Elon Musk est allé jusqu'à poursuivre OpenAI en justice pour bloquer cette initiative, la qualifiant d'« escroquerie pure et simple » et affirmant qu'« OpenAI est maléfique ». Il ne s'agit pas de simples provocations sur Twitter. Elon Musk porte l'affaire devant les tribunaux.
Pourquoi Elon est-il si furieux ? Parce que, selon OpenAI, il avait proposé une structure similaire à but lucratif dès 2017. Ils affirment qu'il y était tout à fait favorable jusqu'à ce que l'idée devienne gênante pour lui. Elon, comme on pouvait s'y attendre, dément ces accusations et accuse OpenAI de trahir sa mission initiale.
Parallèlement, la direction d'OpenAI ne mâche pas ses mots. Le conseil d'administration insiste sur le fait que ce changement est indispensable pour survivre sur un marché où chaque concurrent dispose de moyens financiers considérables et de restrictions moins nombreuses.

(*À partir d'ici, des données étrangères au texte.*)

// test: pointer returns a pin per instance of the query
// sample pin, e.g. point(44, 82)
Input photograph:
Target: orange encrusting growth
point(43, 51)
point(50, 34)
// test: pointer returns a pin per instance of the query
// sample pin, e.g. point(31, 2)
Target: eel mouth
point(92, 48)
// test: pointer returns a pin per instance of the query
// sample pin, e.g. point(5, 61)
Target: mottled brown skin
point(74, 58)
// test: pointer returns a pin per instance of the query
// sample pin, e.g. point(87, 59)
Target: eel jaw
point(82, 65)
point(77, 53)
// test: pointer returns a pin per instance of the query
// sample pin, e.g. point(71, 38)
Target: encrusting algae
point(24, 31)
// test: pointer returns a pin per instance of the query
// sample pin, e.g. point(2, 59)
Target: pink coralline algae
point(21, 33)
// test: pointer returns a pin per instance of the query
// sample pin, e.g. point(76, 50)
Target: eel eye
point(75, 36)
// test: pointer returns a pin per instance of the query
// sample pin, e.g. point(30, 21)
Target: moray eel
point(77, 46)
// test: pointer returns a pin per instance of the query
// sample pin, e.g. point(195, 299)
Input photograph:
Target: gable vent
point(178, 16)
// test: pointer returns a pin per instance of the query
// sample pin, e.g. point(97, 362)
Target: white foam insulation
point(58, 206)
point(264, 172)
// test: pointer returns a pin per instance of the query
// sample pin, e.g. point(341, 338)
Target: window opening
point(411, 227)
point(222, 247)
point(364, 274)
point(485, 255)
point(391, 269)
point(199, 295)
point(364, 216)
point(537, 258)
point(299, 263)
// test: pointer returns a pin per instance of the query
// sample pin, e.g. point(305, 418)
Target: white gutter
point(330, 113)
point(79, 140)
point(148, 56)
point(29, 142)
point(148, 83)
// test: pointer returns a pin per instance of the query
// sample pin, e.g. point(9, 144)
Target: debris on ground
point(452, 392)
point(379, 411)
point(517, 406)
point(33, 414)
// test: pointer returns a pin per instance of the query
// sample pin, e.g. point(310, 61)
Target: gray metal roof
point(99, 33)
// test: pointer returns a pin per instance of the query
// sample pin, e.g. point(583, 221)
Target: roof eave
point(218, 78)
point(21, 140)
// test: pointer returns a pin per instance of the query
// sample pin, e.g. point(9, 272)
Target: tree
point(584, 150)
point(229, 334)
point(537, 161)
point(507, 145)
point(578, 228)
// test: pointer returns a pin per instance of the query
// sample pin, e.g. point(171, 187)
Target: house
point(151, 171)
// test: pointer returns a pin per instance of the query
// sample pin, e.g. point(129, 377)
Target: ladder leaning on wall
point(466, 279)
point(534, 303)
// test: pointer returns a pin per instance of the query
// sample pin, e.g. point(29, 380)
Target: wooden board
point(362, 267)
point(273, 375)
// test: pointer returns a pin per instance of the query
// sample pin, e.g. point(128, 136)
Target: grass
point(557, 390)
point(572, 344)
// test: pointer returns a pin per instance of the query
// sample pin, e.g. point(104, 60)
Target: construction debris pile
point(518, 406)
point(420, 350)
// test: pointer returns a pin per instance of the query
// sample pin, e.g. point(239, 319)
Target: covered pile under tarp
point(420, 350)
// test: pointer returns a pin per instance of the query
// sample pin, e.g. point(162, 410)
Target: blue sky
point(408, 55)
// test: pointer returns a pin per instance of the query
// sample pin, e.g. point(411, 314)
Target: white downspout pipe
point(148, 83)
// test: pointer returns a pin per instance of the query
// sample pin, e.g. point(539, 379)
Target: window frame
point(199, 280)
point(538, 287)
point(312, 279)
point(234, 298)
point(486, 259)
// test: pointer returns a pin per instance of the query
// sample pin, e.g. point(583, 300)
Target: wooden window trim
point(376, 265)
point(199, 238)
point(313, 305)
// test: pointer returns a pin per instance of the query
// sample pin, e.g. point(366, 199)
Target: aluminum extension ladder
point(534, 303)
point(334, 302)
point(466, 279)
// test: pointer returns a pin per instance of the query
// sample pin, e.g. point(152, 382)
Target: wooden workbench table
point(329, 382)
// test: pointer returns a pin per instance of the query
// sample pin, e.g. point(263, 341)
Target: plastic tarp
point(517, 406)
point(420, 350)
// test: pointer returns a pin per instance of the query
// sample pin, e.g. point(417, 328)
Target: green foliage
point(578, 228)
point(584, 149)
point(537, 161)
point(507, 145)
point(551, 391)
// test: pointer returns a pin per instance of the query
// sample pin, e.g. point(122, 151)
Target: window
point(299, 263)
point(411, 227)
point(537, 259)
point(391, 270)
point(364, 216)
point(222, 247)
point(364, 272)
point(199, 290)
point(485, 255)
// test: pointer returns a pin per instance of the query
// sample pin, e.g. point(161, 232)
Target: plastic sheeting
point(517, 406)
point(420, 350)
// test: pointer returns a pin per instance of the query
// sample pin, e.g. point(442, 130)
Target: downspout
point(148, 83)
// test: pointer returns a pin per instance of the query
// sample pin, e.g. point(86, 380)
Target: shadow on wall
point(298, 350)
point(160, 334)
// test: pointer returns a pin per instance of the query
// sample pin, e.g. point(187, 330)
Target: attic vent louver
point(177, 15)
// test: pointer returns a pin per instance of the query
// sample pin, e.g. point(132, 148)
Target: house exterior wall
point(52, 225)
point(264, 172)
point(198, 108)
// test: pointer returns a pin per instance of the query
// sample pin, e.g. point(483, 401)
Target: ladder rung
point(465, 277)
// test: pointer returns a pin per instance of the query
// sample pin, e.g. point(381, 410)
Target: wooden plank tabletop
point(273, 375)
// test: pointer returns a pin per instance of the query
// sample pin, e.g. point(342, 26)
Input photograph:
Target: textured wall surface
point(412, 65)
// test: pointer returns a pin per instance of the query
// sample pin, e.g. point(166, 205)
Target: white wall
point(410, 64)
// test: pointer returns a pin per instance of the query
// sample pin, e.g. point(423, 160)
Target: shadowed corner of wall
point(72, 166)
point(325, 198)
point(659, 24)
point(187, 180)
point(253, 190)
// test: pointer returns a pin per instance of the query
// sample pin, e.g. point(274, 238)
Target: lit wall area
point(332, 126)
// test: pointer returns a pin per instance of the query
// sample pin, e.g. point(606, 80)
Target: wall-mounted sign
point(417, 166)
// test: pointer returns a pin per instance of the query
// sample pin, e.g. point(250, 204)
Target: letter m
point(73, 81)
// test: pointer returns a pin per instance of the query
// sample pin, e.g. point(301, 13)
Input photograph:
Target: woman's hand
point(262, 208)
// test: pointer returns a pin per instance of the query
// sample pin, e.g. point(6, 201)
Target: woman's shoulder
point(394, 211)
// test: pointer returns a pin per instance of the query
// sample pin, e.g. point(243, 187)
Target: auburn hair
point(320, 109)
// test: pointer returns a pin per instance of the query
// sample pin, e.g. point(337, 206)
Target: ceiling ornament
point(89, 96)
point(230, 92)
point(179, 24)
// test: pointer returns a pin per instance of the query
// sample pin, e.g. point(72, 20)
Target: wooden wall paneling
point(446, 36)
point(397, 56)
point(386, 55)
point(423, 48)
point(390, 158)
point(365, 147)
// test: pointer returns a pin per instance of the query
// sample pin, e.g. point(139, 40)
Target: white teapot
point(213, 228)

L'affaire Elon Musk ne s'arrête pas là. Il critique ouvertement la priorité accordée par OpenAI à des produits attrayants et commercialisables comme ChatGPT. Il n'est pas le seul. Des voix critiques, tant internes qu'externes à l'entreprise, affirment que la sécurité et l'éthique sont reléguées au second plan face aux profits. Les propos d'Elon Musk trouvent également un certain tracauprès d'anciens employés d'OpenAI.
L'exode des talents soulève des questions
Parallèlement, la direction d'OpenAI a traversé une période difficile ces derniers mois. Fin septembre, la directrice technique Mira Murati a annoncé son départ après six ans et demi au sein de l'entreprise. Le même jour, deux autres figures importantes – le directeur de la recherche Bob McGrew et le vice-président Barret Zoph – ont également quitté leurs fonctions.
Un mois plus tôt, le cofondateur John Schulman avait rejoint Anthropic, une entreprise concurrente. N'oublions pas non plus le mois de mai, lorsque OpenAI a perdu deux autres figures importantes : le cofondateur Ilya Sutskever et Jan Leike, ancien responsable de la sécurité, qui a également rejoint Anthropic.
Alors, que se passe-t-il, vous demandez-vous ? Eh bien, le PDG Sam Altman affirme qu'il ne s'agit que d'une coïncidence. Dans une interview de septembre, il a balayé les inquiétudes d'un revers de main, déclarant que ces départs n'avaient aucun lien avec le plan de restructuration. Mais tout le monde n'y croit pas.
Jan Leike a expliqué sa décision de partir. Dans un message sans détour sur les réseaux sociaux, il a déclaré : « Ces dernières années, la culture et les procédures de sécurité ont été reléguées au second plan au profit de produits à la mode. » Aïe. Un autre ancien employé a abondé dans ce sens, dénonçant l’entreprise qui se comporte comme une société à but lucratif tout en prétendant être une organisation à but non lucratif. « Ne croyez pas OpenAI lorsqu’elle promet de faire le bien plus tard », a-t-il affirmé.
Ces départs – et les raisons qui les motivent – mettent en lumière les tensions croissantes entre la mission initiale d'OpenAI et ses priorités actuelles. En 2015, lorsque Elon Musk, Elon et d'autres ont fondé OpenAI, l'accent était mis sur la recherche et l'intelligence artificielle générale (IAG). Le profit n'était pas au cœur du projet.
La situation a changé en 2019, lorsqu'OpenAI a introduit son modèle de plafonnement des profits, permettant à l'organisation à but non lucratif de contrôler une branche à but lucratif. Aujourd'hui, même ce compromis semble s'effriter.